A Large Community Garden in West Harlem is Seriously Damaged — and Residents Blame Amtrak

By Philip Klint

Jenny Benítez is beside herself that the community garden she has lovingly tended for more than 40 years is now seriously damaged.

"The peach trees are gone, the pear trees are gone, the plum trees are gone," she said. "Everything is gone."

It's one of the city's largest community gardens, created by Benitez and other residents in the 1970s as part of an effort to reclaim Riverside Park in West Harlem from years of neglect. The Parks Department even gave her a lifetime achievement award for her efforts, and two trees in the garden now honor her late sons.

But two weekends ago, Benítez - who lives across from the park at Riverside Drive and 138th St. - noticed the normally green plants were turning brown.

"I was here by myself and I was looking and I cried," she said.

The garden is located next to train tracks maintained by Amtrak. Weed killer was sprayed along the line, and the poison apparently drifted into the garden.

"You can't consume nothing in here," Benítez said. "It's very hard to explain to your volunteers that their produce are not healthy."

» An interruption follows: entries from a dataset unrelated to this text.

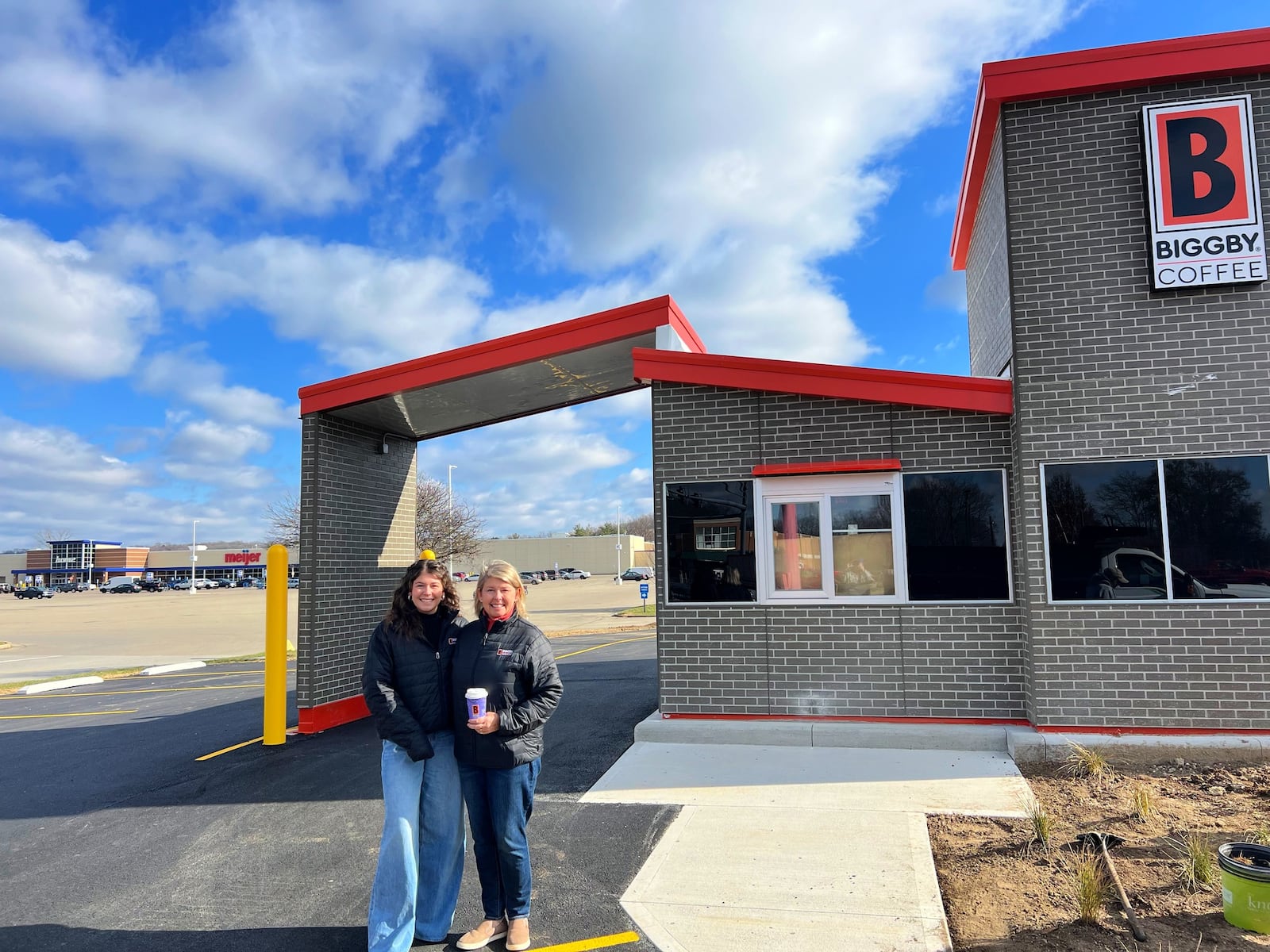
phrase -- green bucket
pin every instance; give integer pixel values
(1246, 885)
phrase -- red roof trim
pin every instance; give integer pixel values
(816, 469)
(1091, 71)
(983, 393)
(1149, 731)
(512, 351)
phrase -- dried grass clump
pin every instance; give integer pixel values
(1142, 803)
(1198, 863)
(1041, 823)
(1086, 762)
(1092, 888)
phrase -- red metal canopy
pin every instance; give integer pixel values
(1128, 67)
(562, 365)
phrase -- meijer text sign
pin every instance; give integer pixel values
(1202, 194)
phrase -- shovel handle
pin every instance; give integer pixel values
(1134, 923)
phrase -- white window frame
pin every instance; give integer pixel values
(822, 489)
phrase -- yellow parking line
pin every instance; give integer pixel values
(87, 714)
(135, 691)
(225, 750)
(244, 744)
(596, 647)
(620, 939)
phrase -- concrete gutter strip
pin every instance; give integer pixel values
(59, 685)
(179, 666)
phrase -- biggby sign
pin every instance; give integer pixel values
(1202, 194)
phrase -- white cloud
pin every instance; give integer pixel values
(63, 315)
(948, 291)
(214, 444)
(279, 99)
(187, 376)
(361, 306)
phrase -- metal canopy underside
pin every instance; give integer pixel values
(503, 393)
(582, 359)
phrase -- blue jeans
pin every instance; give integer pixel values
(499, 804)
(422, 850)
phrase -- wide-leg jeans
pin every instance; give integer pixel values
(499, 804)
(422, 850)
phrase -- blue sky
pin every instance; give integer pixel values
(205, 207)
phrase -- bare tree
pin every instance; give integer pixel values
(283, 518)
(641, 526)
(450, 531)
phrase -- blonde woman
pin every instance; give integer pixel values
(499, 752)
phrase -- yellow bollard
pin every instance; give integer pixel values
(276, 645)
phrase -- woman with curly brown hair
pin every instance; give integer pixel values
(406, 685)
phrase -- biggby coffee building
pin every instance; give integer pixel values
(1076, 537)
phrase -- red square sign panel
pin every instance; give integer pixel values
(1203, 196)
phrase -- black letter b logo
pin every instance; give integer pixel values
(1187, 167)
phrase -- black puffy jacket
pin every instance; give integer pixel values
(406, 683)
(514, 663)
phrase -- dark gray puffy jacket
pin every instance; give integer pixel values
(514, 663)
(406, 685)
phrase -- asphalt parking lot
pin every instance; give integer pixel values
(87, 631)
(121, 833)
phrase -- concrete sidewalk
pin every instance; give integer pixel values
(780, 844)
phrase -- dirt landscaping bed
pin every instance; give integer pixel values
(1003, 890)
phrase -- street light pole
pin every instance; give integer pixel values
(619, 543)
(194, 558)
(450, 543)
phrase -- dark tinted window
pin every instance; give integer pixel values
(1219, 526)
(1104, 530)
(956, 537)
(710, 541)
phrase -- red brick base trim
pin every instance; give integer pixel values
(333, 714)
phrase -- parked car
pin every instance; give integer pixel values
(125, 584)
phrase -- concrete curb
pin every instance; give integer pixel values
(59, 685)
(1026, 746)
(1029, 747)
(178, 666)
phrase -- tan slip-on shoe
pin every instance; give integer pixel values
(518, 936)
(483, 935)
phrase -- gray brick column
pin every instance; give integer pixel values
(357, 536)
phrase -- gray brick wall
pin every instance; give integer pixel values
(886, 662)
(987, 274)
(357, 535)
(1106, 368)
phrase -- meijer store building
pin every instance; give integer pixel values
(1076, 537)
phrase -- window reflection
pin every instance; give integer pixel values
(1219, 526)
(864, 559)
(710, 541)
(956, 536)
(1106, 526)
(797, 546)
(1100, 518)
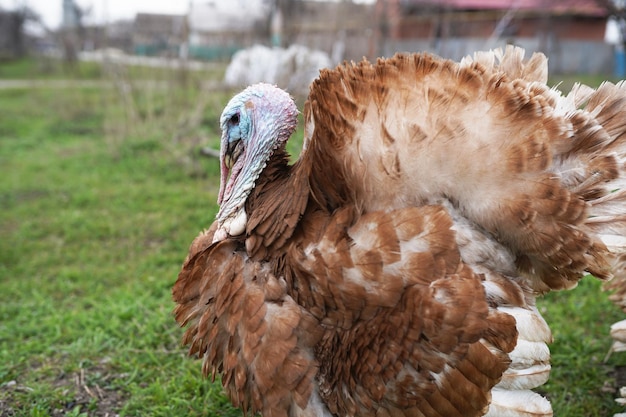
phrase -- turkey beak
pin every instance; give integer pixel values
(233, 152)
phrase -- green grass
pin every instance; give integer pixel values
(99, 201)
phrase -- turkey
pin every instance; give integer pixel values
(392, 270)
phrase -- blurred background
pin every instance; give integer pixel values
(579, 36)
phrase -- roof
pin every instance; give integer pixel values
(581, 7)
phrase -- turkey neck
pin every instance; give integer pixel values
(275, 206)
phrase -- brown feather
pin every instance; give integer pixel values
(393, 269)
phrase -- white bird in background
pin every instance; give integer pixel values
(392, 270)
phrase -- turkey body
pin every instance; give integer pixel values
(392, 270)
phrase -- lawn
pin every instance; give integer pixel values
(102, 190)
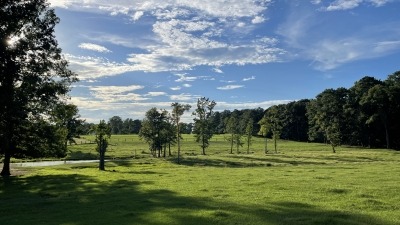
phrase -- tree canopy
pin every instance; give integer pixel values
(34, 76)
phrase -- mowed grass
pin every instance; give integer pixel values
(303, 183)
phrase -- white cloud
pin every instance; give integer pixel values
(217, 70)
(93, 47)
(95, 67)
(184, 78)
(117, 93)
(315, 2)
(183, 97)
(176, 88)
(258, 19)
(329, 51)
(156, 94)
(137, 110)
(137, 15)
(249, 105)
(351, 4)
(343, 5)
(185, 35)
(249, 78)
(230, 87)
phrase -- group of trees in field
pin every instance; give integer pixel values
(161, 129)
(367, 114)
(35, 120)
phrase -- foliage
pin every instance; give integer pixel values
(156, 130)
(357, 186)
(203, 127)
(177, 111)
(103, 133)
(33, 74)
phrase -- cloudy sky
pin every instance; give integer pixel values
(132, 55)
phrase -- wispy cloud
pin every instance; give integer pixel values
(230, 87)
(249, 78)
(117, 93)
(328, 51)
(186, 34)
(183, 97)
(156, 94)
(351, 4)
(94, 47)
(137, 110)
(185, 78)
(177, 88)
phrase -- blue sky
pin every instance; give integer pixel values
(132, 55)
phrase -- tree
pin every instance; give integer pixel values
(357, 114)
(116, 125)
(102, 132)
(377, 100)
(66, 117)
(249, 133)
(203, 122)
(177, 112)
(327, 114)
(273, 117)
(234, 128)
(33, 74)
(264, 129)
(152, 130)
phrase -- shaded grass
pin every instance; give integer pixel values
(299, 185)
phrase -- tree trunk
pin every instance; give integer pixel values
(266, 147)
(232, 144)
(6, 145)
(102, 153)
(178, 141)
(203, 146)
(6, 172)
(387, 135)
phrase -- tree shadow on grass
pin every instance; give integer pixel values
(78, 200)
(79, 155)
(281, 213)
(238, 161)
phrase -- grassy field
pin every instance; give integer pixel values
(303, 183)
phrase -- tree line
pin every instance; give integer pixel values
(365, 114)
(36, 119)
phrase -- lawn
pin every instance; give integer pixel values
(303, 183)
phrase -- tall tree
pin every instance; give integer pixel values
(249, 133)
(177, 111)
(153, 130)
(33, 74)
(103, 133)
(264, 129)
(274, 119)
(377, 100)
(116, 125)
(203, 122)
(328, 114)
(67, 116)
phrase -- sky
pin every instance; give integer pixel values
(132, 55)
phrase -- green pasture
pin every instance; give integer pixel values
(304, 183)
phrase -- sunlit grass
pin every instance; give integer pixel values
(302, 184)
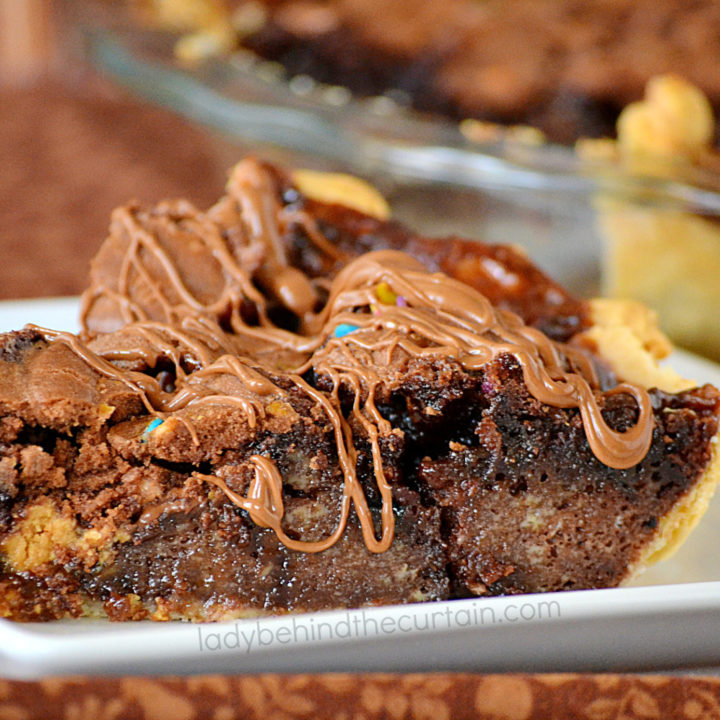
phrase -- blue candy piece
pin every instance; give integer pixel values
(344, 329)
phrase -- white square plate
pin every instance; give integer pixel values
(670, 619)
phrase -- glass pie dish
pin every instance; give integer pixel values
(577, 212)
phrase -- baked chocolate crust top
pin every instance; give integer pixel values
(281, 405)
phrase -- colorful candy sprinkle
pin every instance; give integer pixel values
(385, 294)
(153, 425)
(344, 329)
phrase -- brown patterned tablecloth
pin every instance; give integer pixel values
(73, 149)
(365, 697)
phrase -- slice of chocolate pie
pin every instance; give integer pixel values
(286, 404)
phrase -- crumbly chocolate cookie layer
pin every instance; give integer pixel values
(567, 68)
(279, 405)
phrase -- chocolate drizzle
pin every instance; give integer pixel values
(231, 335)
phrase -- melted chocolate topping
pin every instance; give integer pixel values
(381, 308)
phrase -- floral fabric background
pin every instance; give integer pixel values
(364, 697)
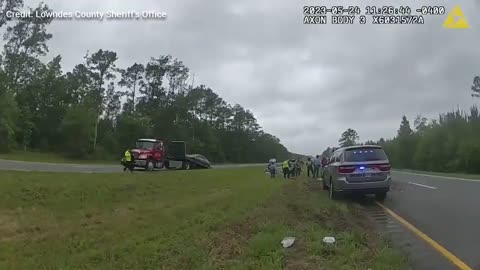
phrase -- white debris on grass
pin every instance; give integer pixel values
(288, 242)
(329, 239)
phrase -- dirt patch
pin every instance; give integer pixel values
(8, 226)
(231, 242)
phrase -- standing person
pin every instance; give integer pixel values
(285, 168)
(272, 168)
(298, 167)
(317, 164)
(129, 164)
(309, 167)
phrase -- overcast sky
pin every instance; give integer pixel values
(305, 84)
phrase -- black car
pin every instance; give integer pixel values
(198, 161)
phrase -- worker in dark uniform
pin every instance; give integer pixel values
(129, 162)
(309, 167)
(317, 165)
(298, 167)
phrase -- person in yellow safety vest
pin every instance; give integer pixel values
(286, 169)
(128, 161)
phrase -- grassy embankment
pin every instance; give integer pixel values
(51, 158)
(209, 219)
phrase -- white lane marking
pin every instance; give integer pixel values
(439, 176)
(420, 185)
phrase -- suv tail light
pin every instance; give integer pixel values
(384, 167)
(346, 169)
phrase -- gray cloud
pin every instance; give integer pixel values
(305, 83)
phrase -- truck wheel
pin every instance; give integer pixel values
(149, 166)
(333, 194)
(186, 165)
(381, 196)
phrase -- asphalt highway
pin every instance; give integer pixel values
(81, 168)
(445, 209)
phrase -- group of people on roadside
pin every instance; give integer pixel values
(292, 168)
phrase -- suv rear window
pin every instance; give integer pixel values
(364, 154)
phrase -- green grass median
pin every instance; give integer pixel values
(209, 219)
(51, 158)
(454, 175)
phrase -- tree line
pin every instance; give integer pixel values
(450, 143)
(98, 109)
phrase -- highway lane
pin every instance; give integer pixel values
(13, 165)
(444, 209)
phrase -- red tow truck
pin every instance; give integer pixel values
(152, 154)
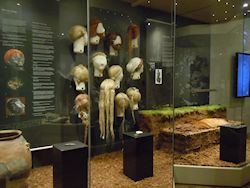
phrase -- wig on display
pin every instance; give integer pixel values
(116, 73)
(97, 31)
(134, 96)
(106, 109)
(121, 103)
(82, 107)
(80, 76)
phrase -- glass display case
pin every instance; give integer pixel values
(94, 71)
(211, 89)
(155, 91)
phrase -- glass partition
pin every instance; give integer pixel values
(97, 71)
(210, 87)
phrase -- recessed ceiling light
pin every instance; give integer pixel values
(245, 5)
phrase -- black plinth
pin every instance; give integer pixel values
(233, 143)
(70, 165)
(138, 155)
(2, 183)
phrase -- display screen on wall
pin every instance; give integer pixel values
(243, 75)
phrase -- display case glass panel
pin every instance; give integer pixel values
(210, 118)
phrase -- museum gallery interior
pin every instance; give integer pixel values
(124, 93)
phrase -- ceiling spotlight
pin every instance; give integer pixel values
(245, 5)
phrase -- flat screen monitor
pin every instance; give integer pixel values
(243, 75)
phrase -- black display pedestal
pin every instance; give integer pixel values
(70, 165)
(138, 155)
(233, 143)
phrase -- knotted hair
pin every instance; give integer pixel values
(134, 96)
(106, 109)
(122, 102)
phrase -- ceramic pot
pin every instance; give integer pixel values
(15, 157)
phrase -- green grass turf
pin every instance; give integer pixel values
(168, 111)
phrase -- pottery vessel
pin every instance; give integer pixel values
(15, 157)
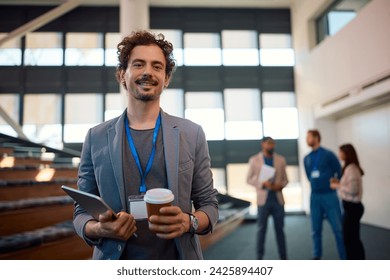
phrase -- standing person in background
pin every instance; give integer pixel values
(350, 191)
(141, 149)
(270, 199)
(321, 165)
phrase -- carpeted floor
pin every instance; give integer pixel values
(241, 243)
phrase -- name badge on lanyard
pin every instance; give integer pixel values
(137, 207)
(142, 187)
(315, 172)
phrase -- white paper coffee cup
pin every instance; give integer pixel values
(156, 199)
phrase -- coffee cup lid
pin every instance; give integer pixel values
(159, 196)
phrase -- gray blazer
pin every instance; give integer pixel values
(189, 177)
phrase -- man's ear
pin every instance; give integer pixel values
(122, 79)
(167, 81)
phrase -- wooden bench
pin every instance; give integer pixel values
(35, 213)
(29, 189)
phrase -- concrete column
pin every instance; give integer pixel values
(133, 16)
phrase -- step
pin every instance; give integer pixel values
(27, 190)
(56, 242)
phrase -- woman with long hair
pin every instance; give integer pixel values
(350, 191)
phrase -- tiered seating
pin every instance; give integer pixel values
(35, 214)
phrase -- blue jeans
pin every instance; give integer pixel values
(326, 205)
(271, 207)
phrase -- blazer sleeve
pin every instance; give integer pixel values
(204, 195)
(253, 173)
(282, 178)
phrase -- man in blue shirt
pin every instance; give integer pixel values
(321, 165)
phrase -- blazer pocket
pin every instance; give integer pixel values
(188, 165)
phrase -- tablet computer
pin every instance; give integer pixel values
(93, 204)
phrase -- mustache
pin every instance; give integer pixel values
(146, 79)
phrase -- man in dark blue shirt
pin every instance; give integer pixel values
(321, 165)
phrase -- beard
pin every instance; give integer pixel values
(148, 94)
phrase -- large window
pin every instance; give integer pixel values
(234, 78)
(42, 119)
(110, 55)
(10, 52)
(202, 49)
(84, 49)
(280, 115)
(9, 103)
(43, 48)
(243, 114)
(77, 119)
(206, 109)
(276, 50)
(339, 14)
(240, 47)
(172, 102)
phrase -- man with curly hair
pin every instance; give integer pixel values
(142, 149)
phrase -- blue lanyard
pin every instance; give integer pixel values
(316, 160)
(142, 188)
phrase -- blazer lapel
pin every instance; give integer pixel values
(115, 136)
(171, 142)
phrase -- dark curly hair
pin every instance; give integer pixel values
(144, 38)
(350, 157)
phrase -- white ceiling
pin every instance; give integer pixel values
(166, 3)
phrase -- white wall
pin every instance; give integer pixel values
(360, 52)
(369, 132)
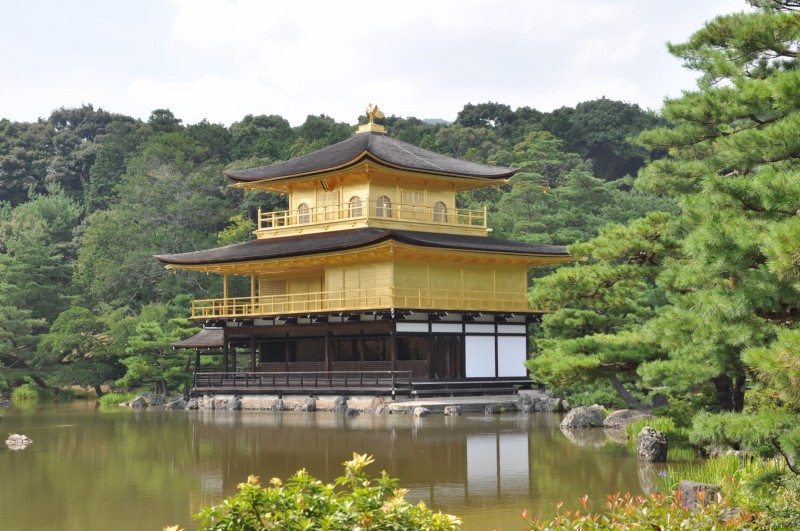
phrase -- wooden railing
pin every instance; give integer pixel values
(333, 382)
(372, 209)
(363, 299)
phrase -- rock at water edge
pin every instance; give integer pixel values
(584, 417)
(651, 446)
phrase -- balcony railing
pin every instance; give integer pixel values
(360, 300)
(372, 209)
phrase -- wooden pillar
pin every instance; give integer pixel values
(225, 354)
(393, 346)
(253, 293)
(431, 346)
(252, 350)
(328, 356)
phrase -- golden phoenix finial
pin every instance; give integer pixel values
(373, 112)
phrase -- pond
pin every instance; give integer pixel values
(133, 470)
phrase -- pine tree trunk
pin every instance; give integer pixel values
(730, 392)
(626, 396)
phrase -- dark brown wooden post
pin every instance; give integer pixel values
(328, 335)
(252, 350)
(393, 347)
(225, 354)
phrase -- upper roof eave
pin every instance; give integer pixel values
(313, 244)
(378, 147)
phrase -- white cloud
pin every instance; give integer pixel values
(223, 59)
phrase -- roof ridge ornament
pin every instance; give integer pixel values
(373, 112)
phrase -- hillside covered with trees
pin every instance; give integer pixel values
(88, 197)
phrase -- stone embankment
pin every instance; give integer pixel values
(18, 442)
(526, 401)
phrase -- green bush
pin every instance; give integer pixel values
(656, 511)
(353, 501)
(31, 391)
(114, 399)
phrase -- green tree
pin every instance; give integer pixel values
(36, 254)
(149, 357)
(19, 335)
(79, 348)
(593, 335)
(169, 201)
(353, 501)
(267, 137)
(733, 152)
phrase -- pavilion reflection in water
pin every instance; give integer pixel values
(448, 462)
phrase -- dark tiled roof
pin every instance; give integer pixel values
(372, 146)
(317, 243)
(206, 338)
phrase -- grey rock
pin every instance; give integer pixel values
(584, 417)
(18, 442)
(139, 402)
(375, 404)
(552, 405)
(617, 435)
(154, 399)
(177, 404)
(383, 409)
(651, 446)
(494, 409)
(207, 402)
(309, 404)
(340, 404)
(623, 417)
(660, 400)
(452, 411)
(697, 495)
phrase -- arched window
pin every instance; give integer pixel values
(303, 214)
(383, 207)
(355, 207)
(439, 212)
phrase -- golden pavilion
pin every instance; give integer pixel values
(372, 281)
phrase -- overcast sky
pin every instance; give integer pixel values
(223, 59)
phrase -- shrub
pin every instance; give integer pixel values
(353, 501)
(656, 511)
(31, 391)
(114, 399)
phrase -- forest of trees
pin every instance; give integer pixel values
(687, 217)
(88, 197)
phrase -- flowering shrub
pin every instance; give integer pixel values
(656, 511)
(352, 502)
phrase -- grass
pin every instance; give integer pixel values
(114, 399)
(31, 392)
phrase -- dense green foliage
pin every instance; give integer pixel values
(87, 197)
(352, 501)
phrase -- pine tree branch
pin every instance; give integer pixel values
(785, 457)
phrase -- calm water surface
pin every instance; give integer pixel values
(138, 470)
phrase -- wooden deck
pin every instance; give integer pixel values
(315, 382)
(387, 383)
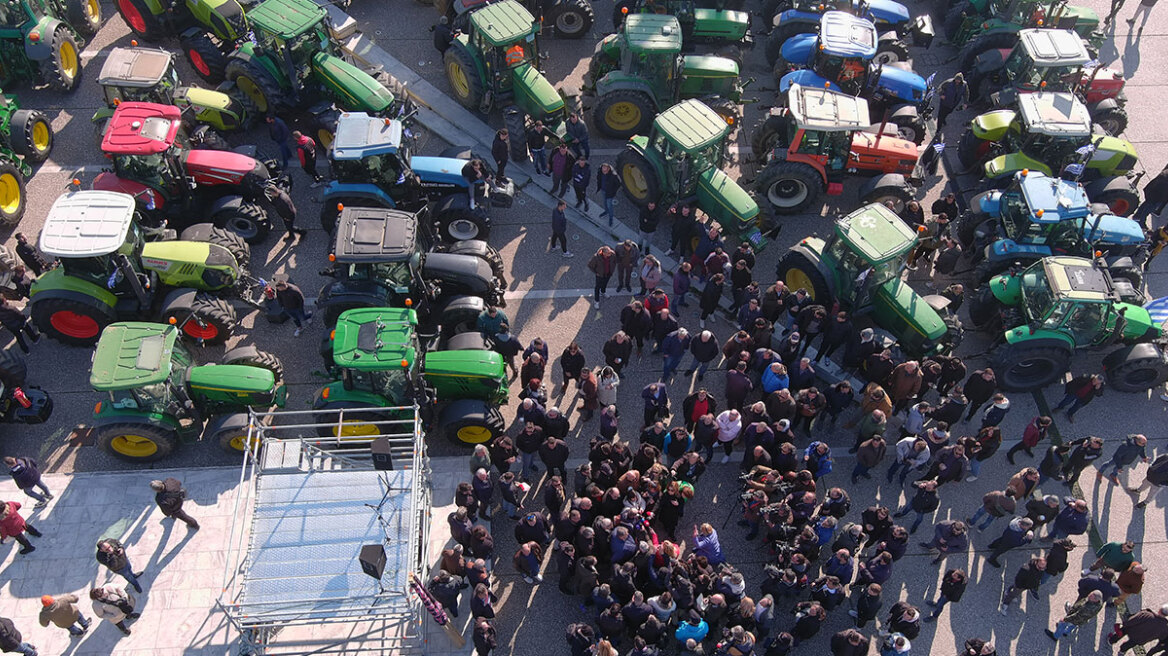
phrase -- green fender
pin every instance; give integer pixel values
(54, 284)
(350, 88)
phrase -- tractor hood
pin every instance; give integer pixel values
(223, 167)
(724, 200)
(535, 95)
(353, 89)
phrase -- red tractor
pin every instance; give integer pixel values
(153, 161)
(810, 147)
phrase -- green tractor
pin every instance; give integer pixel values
(977, 26)
(155, 397)
(109, 272)
(1051, 133)
(147, 75)
(294, 65)
(380, 361)
(860, 266)
(681, 160)
(495, 63)
(639, 70)
(1045, 313)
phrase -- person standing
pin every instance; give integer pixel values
(560, 229)
(26, 473)
(169, 495)
(13, 525)
(306, 149)
(607, 182)
(279, 133)
(291, 300)
(62, 611)
(111, 553)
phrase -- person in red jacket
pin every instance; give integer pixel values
(13, 525)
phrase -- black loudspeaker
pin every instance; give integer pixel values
(382, 458)
(373, 560)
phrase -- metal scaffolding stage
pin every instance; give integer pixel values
(307, 504)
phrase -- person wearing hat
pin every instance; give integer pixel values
(62, 611)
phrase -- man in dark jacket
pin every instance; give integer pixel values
(169, 495)
(27, 475)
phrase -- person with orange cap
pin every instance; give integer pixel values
(62, 611)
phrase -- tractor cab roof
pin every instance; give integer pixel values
(1077, 279)
(140, 68)
(141, 128)
(845, 35)
(360, 135)
(1055, 114)
(375, 235)
(285, 19)
(826, 110)
(1057, 199)
(654, 33)
(1054, 47)
(501, 23)
(692, 125)
(131, 355)
(375, 339)
(87, 224)
(875, 232)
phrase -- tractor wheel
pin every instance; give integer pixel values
(222, 237)
(624, 113)
(206, 57)
(249, 221)
(251, 356)
(13, 369)
(137, 442)
(84, 16)
(258, 85)
(463, 77)
(471, 421)
(1113, 120)
(638, 176)
(771, 132)
(1117, 193)
(64, 64)
(12, 194)
(140, 20)
(515, 121)
(1023, 368)
(572, 19)
(798, 272)
(910, 127)
(790, 187)
(998, 40)
(890, 51)
(71, 322)
(30, 135)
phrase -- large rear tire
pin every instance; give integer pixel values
(30, 135)
(137, 442)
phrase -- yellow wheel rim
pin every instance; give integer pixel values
(252, 91)
(635, 185)
(134, 446)
(68, 60)
(458, 81)
(473, 434)
(41, 135)
(623, 117)
(9, 193)
(798, 279)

According to an email that Benítez's family received, Amtrak acknowledged that a contractor sprayed weed killer on Sept. 15, but the agency said it didn't know exactly what chemicals it used.

"Amtrak has been in contact with Mrs. Benitez and is currently investigating this claim," Amtrak told NY1 in a statement.

Produce grown in the garden normally is donated to local residents and a soup kitchen. But about half of the garden is dead or dying - and there's concern the surviving vegetables might be contaminated.

The local city councilman, Mark Levine, fired off a letter to Amtrak, requesting that the railroad make things right.

"This is one of our most precious community gardens," Levine said. "We are demanding Amtrak come out here, inspect the damage, give us answers to what they sprayed, and compensate this garden for the harm that has been done."

Despite the damage, Benítez is optimistic her garden will eventually bloom once again.

"I know my volunteers are going to be here and they're going to put all their energy to make it better," she said.